Every year, I say I’m going to read more, and this time I actually did. But I only read two books in 2011, so that’s not really saying much. The 2012 count is at five completed books and one that I gave up on fairly early. All were books I had never read before and most had a science fiction-y slant to them. Here they are, separated by month.
1. “Ready Player One” by Ernest Cline
Ernest Cline’s coming-of-age thriller “Ready Player One” is part dystopia, part technological utopia and part love-letter to popular culture from the late 70s to the new millenium — saving its most adoring gazes for the history and evolution of gaming in the 1970s and 80s. Set in 2045, the world is bleak place. Residents, however, have found escape in the OASIS — a virtual reality that works not unlike an MMORPG (massive, multiplayer online roleplaying game, if you didn’t already know), except it’s gone beyond quests and battles to become a place where users meet, play, work and live. Kind of like The Matrix, only less with the “farming your bodies for our robot batteries” thing.
The right to access the OASIS has been something everyone could afford to a varying degree, but when creator James Halliday dies, he leaves a challenge: The first person to solve a series of riddles and challenges to locate an easter egg hidden somewhere in OASIS gains control of the entire system and all of Halliday’s personal fortune. The story follows Wade Watts, a poor kid from the stacks, who’s racing against a corporation that owns virtually everything, wants OASIS and will do anything — online and off — to get it.
The book is chock full of pop culture — sometimes artfully weaved in but often clumsily inserted like the name-drop it is. But despite its weaknesses (and let’s be honest, its prologue is plagued with footnotes that thankfully are not a running theme), I loved nearly every word of it. And the story is solid, even without all the winks and nods to the world’s cadre of geeks and nerds. If you’re a fan of gaming, cult movies, science fiction, or even just nostalgic for a good dose of the 1980s, pick up a copy of “Ready Player One.”
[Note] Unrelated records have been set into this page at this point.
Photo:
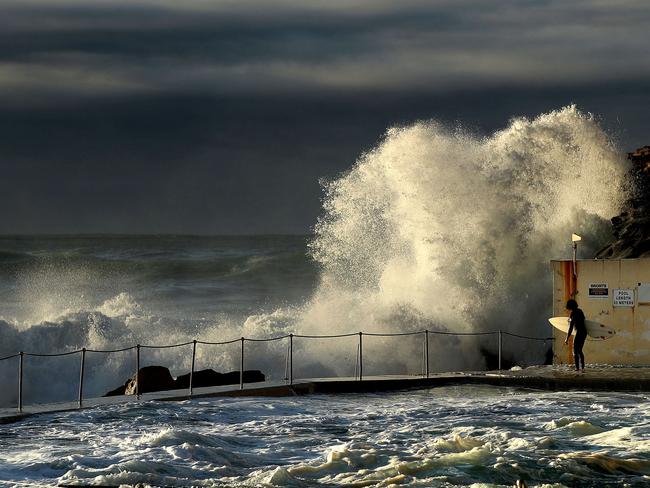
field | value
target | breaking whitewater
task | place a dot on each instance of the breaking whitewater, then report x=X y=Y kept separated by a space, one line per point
x=434 y=228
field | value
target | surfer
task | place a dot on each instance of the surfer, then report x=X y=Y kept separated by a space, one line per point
x=577 y=320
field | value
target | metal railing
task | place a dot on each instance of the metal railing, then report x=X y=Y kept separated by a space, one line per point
x=289 y=364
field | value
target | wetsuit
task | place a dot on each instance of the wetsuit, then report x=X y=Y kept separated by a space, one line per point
x=577 y=320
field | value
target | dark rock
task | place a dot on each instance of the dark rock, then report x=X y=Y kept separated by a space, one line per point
x=158 y=378
x=119 y=390
x=149 y=378
x=631 y=229
x=205 y=377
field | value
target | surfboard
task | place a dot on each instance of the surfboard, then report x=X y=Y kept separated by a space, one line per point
x=594 y=329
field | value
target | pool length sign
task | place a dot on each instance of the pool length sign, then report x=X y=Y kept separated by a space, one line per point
x=623 y=297
x=599 y=291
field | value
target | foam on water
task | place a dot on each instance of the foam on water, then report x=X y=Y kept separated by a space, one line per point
x=446 y=437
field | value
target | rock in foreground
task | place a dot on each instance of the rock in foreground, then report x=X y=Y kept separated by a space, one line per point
x=158 y=378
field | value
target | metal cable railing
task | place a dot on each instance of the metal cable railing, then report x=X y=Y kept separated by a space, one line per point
x=289 y=376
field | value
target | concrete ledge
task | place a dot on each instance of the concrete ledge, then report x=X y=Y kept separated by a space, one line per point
x=551 y=378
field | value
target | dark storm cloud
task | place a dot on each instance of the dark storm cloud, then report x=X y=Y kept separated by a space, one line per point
x=261 y=47
x=202 y=116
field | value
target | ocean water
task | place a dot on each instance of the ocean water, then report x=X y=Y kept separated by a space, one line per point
x=444 y=437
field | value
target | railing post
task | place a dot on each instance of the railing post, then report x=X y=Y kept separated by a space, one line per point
x=192 y=368
x=137 y=371
x=241 y=366
x=81 y=376
x=360 y=356
x=426 y=350
x=500 y=346
x=291 y=359
x=20 y=382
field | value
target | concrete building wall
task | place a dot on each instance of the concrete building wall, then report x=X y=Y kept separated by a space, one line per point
x=626 y=310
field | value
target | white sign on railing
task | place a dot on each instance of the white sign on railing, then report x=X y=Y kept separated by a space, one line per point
x=599 y=291
x=623 y=297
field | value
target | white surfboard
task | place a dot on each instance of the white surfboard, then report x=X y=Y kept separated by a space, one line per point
x=594 y=329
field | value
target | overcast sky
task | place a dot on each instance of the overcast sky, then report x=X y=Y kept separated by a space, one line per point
x=221 y=116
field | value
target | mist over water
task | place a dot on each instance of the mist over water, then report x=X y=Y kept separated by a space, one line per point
x=436 y=227
x=440 y=227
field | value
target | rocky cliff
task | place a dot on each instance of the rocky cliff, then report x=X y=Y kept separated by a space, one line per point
x=632 y=227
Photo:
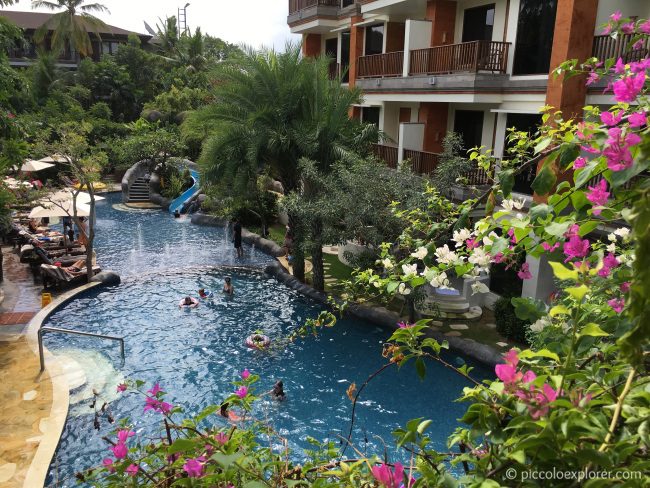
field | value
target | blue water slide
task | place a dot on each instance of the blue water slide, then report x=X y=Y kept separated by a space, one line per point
x=180 y=202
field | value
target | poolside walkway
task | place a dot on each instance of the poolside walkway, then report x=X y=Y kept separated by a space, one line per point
x=25 y=395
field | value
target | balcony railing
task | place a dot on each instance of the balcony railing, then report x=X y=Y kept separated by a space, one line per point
x=387 y=153
x=422 y=162
x=297 y=5
x=453 y=58
x=378 y=65
x=606 y=47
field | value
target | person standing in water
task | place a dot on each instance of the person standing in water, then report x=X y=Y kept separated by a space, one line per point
x=236 y=238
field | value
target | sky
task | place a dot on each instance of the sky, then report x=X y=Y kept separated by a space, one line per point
x=253 y=22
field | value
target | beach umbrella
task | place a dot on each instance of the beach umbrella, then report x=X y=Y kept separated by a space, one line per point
x=33 y=165
x=62 y=209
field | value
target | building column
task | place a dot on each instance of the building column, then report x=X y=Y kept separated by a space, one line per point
x=311 y=45
x=575 y=23
x=356 y=47
x=434 y=116
x=442 y=14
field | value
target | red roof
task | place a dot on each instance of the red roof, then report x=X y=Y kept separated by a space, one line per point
x=33 y=20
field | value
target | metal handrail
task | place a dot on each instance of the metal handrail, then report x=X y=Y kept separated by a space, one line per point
x=43 y=330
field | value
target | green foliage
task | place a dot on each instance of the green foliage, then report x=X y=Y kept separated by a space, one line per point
x=508 y=324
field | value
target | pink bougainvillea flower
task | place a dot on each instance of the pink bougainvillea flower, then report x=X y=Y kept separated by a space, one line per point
x=108 y=464
x=611 y=119
x=221 y=438
x=576 y=248
x=598 y=195
x=638 y=119
x=628 y=28
x=617 y=304
x=645 y=27
x=627 y=89
x=193 y=468
x=387 y=477
x=155 y=390
x=119 y=450
x=124 y=434
x=548 y=248
x=524 y=272
x=579 y=163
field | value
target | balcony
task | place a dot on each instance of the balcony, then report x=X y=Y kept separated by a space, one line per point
x=457 y=58
x=298 y=5
x=381 y=65
x=606 y=47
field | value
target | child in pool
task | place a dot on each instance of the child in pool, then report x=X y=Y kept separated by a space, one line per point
x=228 y=289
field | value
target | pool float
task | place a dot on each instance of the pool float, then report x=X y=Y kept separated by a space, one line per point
x=194 y=304
x=258 y=341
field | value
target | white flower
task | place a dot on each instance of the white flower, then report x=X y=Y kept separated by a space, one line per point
x=440 y=280
x=403 y=290
x=479 y=287
x=421 y=253
x=445 y=256
x=480 y=258
x=511 y=205
x=410 y=269
x=460 y=236
x=489 y=239
x=622 y=232
x=540 y=325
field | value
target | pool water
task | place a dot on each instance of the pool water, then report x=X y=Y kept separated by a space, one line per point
x=196 y=354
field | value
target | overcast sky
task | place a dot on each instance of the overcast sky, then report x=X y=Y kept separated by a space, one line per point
x=254 y=22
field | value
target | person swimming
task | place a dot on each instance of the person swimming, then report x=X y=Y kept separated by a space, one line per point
x=228 y=289
x=278 y=391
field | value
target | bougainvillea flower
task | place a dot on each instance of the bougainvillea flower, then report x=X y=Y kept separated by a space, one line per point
x=193 y=468
x=617 y=304
x=576 y=248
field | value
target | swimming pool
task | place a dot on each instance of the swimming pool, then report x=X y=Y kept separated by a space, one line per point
x=195 y=354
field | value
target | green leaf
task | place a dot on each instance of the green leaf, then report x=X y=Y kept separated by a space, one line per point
x=592 y=330
x=421 y=368
x=577 y=292
x=561 y=272
x=544 y=353
x=181 y=445
x=544 y=181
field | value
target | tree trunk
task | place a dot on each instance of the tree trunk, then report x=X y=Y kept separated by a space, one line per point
x=298 y=254
x=317 y=255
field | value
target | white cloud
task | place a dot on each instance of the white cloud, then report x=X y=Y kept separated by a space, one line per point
x=253 y=22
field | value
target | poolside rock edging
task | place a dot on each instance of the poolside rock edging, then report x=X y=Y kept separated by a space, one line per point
x=265 y=245
x=387 y=319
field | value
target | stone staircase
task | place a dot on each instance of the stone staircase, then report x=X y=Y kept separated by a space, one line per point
x=139 y=191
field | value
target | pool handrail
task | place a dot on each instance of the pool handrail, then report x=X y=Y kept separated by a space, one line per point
x=187 y=195
x=43 y=330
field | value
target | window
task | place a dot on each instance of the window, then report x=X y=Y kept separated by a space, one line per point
x=527 y=123
x=534 y=37
x=478 y=23
x=469 y=124
x=345 y=56
x=374 y=39
x=370 y=115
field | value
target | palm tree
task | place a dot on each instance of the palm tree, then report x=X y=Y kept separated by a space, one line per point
x=71 y=26
x=272 y=110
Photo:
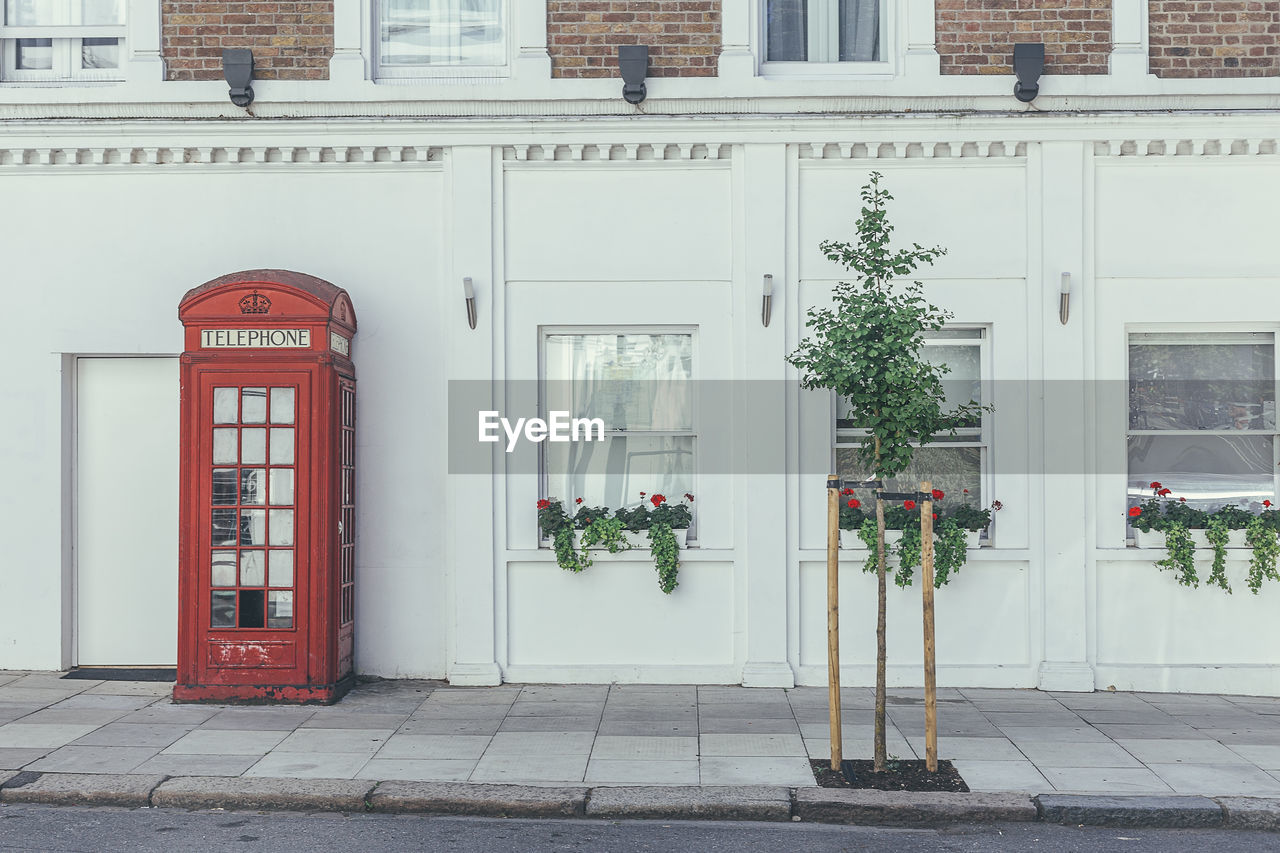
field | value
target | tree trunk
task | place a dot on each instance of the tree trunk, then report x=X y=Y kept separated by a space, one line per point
x=882 y=605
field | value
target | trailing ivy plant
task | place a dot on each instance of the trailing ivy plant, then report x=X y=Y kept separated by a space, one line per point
x=1182 y=555
x=1261 y=536
x=1217 y=534
x=666 y=555
x=867 y=349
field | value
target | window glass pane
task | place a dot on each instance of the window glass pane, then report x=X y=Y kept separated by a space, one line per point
x=1220 y=382
x=100 y=53
x=280 y=568
x=1207 y=470
x=442 y=32
x=224 y=446
x=224 y=405
x=254 y=406
x=282 y=405
x=254 y=486
x=613 y=473
x=282 y=486
x=254 y=447
x=282 y=527
x=33 y=54
x=279 y=609
x=950 y=469
x=223 y=569
x=223 y=612
x=252 y=527
x=282 y=446
x=859 y=30
x=627 y=381
x=101 y=12
x=252 y=569
x=223 y=487
x=787 y=24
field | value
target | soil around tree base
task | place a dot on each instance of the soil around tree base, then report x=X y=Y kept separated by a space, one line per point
x=900 y=775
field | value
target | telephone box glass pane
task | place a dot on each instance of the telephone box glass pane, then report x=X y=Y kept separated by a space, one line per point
x=282 y=447
x=224 y=405
x=252 y=447
x=280 y=568
x=224 y=446
x=223 y=569
x=282 y=405
x=279 y=609
x=252 y=527
x=251 y=609
x=223 y=614
x=252 y=569
x=254 y=406
x=254 y=486
x=282 y=527
x=282 y=486
x=223 y=488
x=223 y=528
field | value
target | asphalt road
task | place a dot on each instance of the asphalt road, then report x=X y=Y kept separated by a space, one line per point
x=92 y=830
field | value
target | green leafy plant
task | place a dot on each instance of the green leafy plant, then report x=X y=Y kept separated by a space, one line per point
x=666 y=556
x=1216 y=533
x=1182 y=555
x=867 y=349
x=1261 y=536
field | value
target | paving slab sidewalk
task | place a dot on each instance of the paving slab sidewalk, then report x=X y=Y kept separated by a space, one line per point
x=611 y=743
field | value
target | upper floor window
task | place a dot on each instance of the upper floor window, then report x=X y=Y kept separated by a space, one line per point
x=62 y=40
x=416 y=35
x=822 y=31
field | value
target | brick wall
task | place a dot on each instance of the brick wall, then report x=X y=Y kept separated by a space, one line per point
x=978 y=36
x=291 y=40
x=1198 y=39
x=684 y=36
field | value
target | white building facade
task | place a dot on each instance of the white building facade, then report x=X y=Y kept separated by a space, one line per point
x=574 y=213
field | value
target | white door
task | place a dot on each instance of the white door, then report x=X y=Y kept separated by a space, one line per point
x=127 y=511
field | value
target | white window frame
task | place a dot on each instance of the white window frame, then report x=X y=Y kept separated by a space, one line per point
x=1189 y=331
x=881 y=68
x=416 y=73
x=548 y=331
x=67 y=50
x=984 y=441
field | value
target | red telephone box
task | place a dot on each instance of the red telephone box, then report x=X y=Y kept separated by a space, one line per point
x=266 y=583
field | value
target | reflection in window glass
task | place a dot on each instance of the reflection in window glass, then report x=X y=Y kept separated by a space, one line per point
x=442 y=32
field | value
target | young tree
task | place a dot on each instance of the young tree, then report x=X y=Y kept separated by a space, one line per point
x=867 y=347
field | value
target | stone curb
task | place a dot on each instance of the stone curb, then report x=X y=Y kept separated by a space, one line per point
x=488 y=801
x=723 y=803
x=80 y=789
x=909 y=808
x=277 y=794
x=1093 y=810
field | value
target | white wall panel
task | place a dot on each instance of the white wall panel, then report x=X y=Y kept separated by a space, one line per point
x=618 y=223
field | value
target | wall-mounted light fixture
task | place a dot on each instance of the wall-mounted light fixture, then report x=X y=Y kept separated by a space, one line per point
x=1064 y=299
x=1028 y=65
x=469 y=293
x=238 y=71
x=634 y=65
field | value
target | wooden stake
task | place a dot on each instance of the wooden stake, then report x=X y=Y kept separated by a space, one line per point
x=931 y=688
x=833 y=616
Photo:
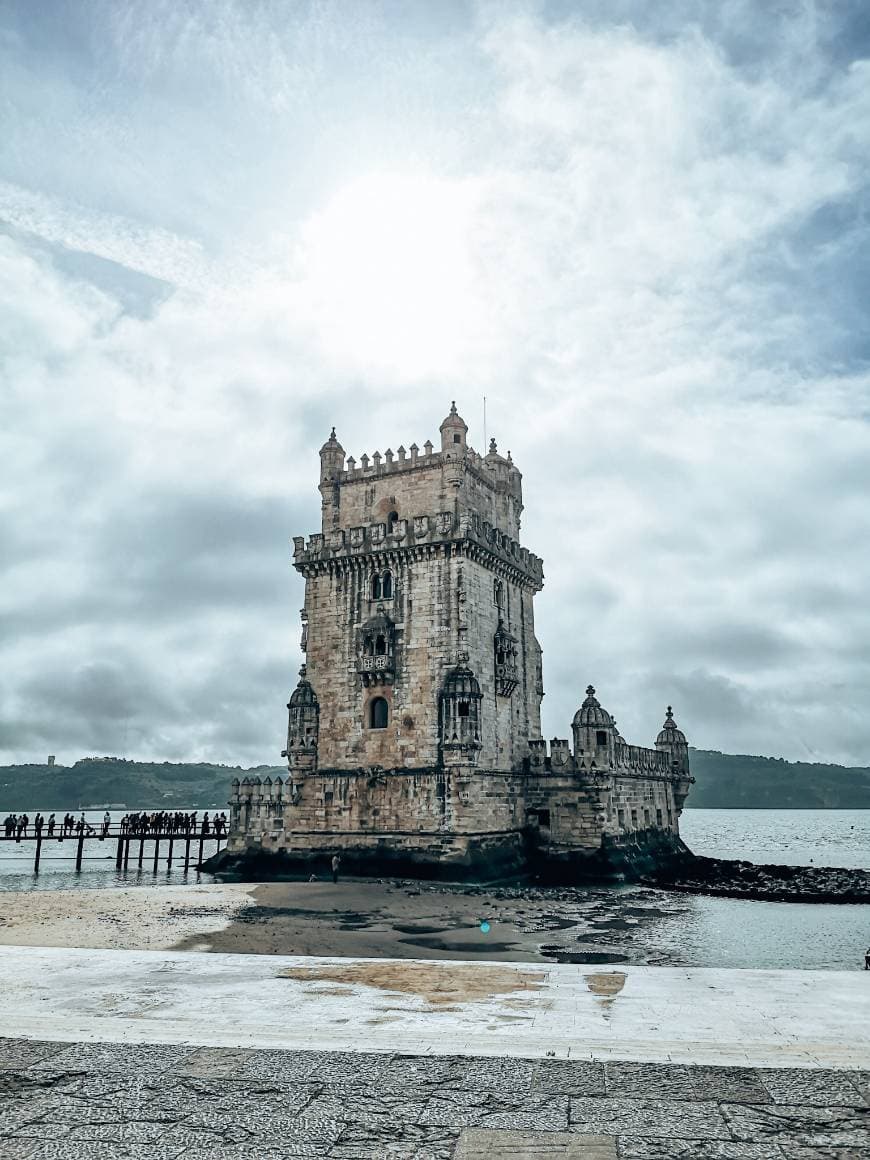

2. 11/22/63 by Stephen King
I don’t like saying I didn’t like this book, because King is one of those people who has a writing style that I generally really enjoy. Also, I love the premise of this enormous book about a man who travels from the present day to 1958 and after a few diversions (including a run-in with Beverly Marsh and Richie Tozier, if you’re a fan of “IT”) spends years preparing an attempt to stop the Kennedy assassination in 1963 — while also meeting the love of his life and changing a few other things here and there. But sometimes it feels tedious, and even longer than its not inconsiderable 950+ pages. And yet, it still felt rushed near the end. And when King stops just asking us to believe in magic portals hidden in a diner’s pantry and starts trying to explain the hows and whys and causes and effects of time travel, some of the story’s magic starts to fade, too. I don’t regret having read 11/22/63, but it’s likely not a book I will ever feel compelled to read again.
3. Stories I Only Tell My Friends” by Rob Lowe
It’s a bit uneven in places, but it was interesting reading about Rob Lowe’s childhood (which was not entirely what I expected), his rise through the ranks, stardom, fall and comeback and the wealth of people who came into his life at varying points. He wrote a lot about The Outsiders and The West Wing and his time at the Sheen house hanging out with Emilio Estevez and Tom Cruise (who was apparently odd even back then). And either he has a great memory or just a really good handle on Martin Sheen’s voice, because there was one story he told about a masked man who jumped out of the bushes on Halloween and gave a little diatribe against egging houses, and about four words into it, I was all “Oh, yeah. That’s GOT to be Martin Sheen.” Overall, not a bad way to spend a few hours if you like Rob Lowe, The West Wing or The Outsiders.
4. Cell by Stephen King
It would be easy to say Cell is a book about cell phones turning people into zombies, but that would be fairly inaccurate. Cell phones do turn people into what initially seem kind of zombie-like, but as the novel (which is pretty short in general, but especially by Stephen King standards) progresses we see these “people” sort of evolve into something else and grow their ranks as a few human stragglers run, fight, and look for loved ones. I loved this book — it may be my favorite of 2012 — but fair warning: It has kind of an open ending, so if you’re expecting every last detail to be tied up in a neat little bow and will be frustrated at the lack thereof, you might want to skip it. Also, it can be kind of gory.
Slaughterhouse Five by Kurt Vonnegut
This is the one I couldn’t finish. I feel like it’s a story I would really love, but Vonnegut apparently just has a writing style I can’t get into.
5. Fahrenheit 451 by Ray Bradbury
You can read the full review here, but in short I really enjoyed the story — particularly the creepy accuracy regarding today’s technology and how society relates to it — though there were a few stylistic elements that were hit-or-miss with me. But I was able to overlook them, because by the time I got to them I had already determined Ray Bradbury himself had an awesome voice from the forward and author’s notes that were included in my 40th anniversary edition. I got another Bradbury book for Christmas, so expect a review of that before the year’s out.